The Germans, as you know, were bent on winning the Channel ports at all costs. They thought that the capture of Calais and Boulogne would create a panic in Great Britain, and make us keep our new armies at home for the defence of our shores, instead of sending them abroad for the reinforcement of our Allies. They also thought that if the Channel ports could be captured the British Navy would have to be divided, one portion keeping watch over the German naval bases on the North Sea, the other part operating in the English Channel. In this case the Germans hoped that they might fight and win a naval battle against one part of our divided fleet. There was a good deal of talk in the German papers about mounting huge guns at Calais which would command at least half of the Strait of Dover, and make the dispatch of transports very difficult, if not impossible.

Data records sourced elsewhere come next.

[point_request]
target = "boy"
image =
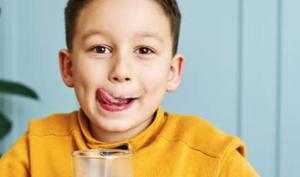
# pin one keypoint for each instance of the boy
(121, 58)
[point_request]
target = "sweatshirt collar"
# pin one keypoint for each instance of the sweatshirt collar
(144, 138)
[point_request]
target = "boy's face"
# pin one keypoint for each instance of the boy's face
(121, 65)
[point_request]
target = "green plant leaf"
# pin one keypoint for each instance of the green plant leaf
(5, 125)
(16, 88)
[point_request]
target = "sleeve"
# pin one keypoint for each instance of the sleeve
(236, 165)
(15, 162)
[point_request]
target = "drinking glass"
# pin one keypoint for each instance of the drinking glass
(102, 163)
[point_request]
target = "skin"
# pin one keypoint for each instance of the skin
(125, 48)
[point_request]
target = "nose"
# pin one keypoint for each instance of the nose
(120, 71)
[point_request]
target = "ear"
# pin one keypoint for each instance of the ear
(65, 66)
(175, 72)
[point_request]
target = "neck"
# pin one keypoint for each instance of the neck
(118, 136)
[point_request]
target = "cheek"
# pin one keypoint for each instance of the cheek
(88, 73)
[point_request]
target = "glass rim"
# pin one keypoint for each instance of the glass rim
(102, 153)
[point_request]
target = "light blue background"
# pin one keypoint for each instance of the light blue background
(241, 73)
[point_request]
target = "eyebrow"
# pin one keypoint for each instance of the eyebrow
(91, 33)
(149, 35)
(141, 34)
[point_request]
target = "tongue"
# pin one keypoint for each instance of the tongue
(105, 97)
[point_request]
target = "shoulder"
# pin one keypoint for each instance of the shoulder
(60, 124)
(200, 135)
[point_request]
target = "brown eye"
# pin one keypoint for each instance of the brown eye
(101, 50)
(145, 50)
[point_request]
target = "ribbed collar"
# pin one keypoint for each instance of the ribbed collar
(85, 140)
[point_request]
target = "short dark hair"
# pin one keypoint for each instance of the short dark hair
(170, 8)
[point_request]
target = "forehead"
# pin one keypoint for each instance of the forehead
(134, 18)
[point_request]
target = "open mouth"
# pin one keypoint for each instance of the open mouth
(111, 103)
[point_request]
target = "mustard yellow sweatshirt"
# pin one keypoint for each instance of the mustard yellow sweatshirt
(172, 146)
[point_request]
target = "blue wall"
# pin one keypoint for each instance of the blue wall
(241, 73)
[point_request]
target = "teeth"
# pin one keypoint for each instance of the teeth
(109, 99)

I have already described the three gates through which the Germans tried to pierce the Allied line and make their descent on the shores of the Channel. You know how they were held up at Arras and at La Bassée. Though they did not cease their efforts to break through these gates during the latter days of October, they began to direct a great attack on the bulge in the Allied line to the east of Ypres. Further, they also attempted to break through by way of the Yser. Military men still wonder why they continued to fling themselves against four points in the Allied line, instead of putting forward all their strength against one of them. We can only be thankful that they wasted their energies in attacking all these points, when they might have battered with all their force at one.

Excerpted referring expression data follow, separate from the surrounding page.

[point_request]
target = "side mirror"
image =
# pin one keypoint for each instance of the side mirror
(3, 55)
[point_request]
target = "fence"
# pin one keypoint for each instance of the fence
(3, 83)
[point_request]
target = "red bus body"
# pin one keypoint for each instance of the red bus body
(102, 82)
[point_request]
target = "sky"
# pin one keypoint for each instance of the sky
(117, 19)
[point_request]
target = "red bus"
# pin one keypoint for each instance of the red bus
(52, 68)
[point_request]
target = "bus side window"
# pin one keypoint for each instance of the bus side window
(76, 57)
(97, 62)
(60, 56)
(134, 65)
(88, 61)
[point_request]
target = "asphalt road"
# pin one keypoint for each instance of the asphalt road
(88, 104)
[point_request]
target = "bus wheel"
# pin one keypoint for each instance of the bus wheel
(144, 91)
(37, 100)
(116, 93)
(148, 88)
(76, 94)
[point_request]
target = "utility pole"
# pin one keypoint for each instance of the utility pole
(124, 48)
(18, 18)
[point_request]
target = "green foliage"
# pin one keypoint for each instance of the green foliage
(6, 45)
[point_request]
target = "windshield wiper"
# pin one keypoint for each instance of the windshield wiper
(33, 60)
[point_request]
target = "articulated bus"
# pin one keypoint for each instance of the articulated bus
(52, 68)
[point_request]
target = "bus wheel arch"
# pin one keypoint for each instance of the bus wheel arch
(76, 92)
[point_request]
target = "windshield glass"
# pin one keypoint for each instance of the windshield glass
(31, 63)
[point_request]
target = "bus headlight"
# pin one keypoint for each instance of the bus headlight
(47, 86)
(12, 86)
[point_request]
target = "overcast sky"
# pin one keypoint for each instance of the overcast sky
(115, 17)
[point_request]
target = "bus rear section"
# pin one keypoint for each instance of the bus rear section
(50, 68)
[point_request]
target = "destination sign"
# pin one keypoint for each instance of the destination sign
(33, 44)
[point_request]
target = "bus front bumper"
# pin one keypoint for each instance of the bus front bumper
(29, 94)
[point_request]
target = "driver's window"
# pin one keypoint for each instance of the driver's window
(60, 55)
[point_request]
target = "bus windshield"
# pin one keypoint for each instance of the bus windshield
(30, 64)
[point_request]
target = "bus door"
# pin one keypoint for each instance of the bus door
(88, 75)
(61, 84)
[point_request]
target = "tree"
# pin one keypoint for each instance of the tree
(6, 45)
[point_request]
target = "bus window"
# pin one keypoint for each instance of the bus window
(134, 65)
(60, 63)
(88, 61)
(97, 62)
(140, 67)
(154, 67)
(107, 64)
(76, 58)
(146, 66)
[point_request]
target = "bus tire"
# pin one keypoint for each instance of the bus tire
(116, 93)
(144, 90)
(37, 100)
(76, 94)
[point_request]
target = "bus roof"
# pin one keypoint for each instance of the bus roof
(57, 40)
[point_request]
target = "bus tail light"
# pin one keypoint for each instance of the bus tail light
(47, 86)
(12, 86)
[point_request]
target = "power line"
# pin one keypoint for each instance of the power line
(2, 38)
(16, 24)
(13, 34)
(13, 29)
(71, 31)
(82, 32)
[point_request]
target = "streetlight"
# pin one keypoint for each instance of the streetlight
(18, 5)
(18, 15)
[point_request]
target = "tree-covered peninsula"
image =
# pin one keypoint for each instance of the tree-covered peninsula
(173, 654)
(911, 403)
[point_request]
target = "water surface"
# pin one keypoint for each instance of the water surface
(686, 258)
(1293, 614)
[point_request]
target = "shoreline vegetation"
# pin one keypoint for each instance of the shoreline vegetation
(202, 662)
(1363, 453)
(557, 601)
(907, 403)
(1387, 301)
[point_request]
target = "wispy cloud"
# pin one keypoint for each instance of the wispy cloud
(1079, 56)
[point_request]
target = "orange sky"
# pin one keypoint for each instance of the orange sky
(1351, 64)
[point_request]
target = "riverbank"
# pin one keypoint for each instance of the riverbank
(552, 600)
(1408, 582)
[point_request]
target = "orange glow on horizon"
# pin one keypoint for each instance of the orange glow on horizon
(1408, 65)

We will now return to the Second British Corps, which, you will remember, had been under fire for twelve days, and had become so exhausted that on 22nd October it was found necessary to withdraw it to a line running generally from the eastern side of Givenchy, east of Neuve Chapelle,[51] to a point about four miles south-east of Estaires. The Lahore Division of the Indian Corps had now arrived, and was about to receive its baptism of fire. The village of Neuve Chapelle, which was destined to figure largely in later history, is four miles north of La Bassée. It was captured by the Germans on the 27th, and its recapture was entrusted to the Indians. The 28th of October will be ever memorable in the annals of the Indian army. On that day it first showed its mettle on a European battlefield.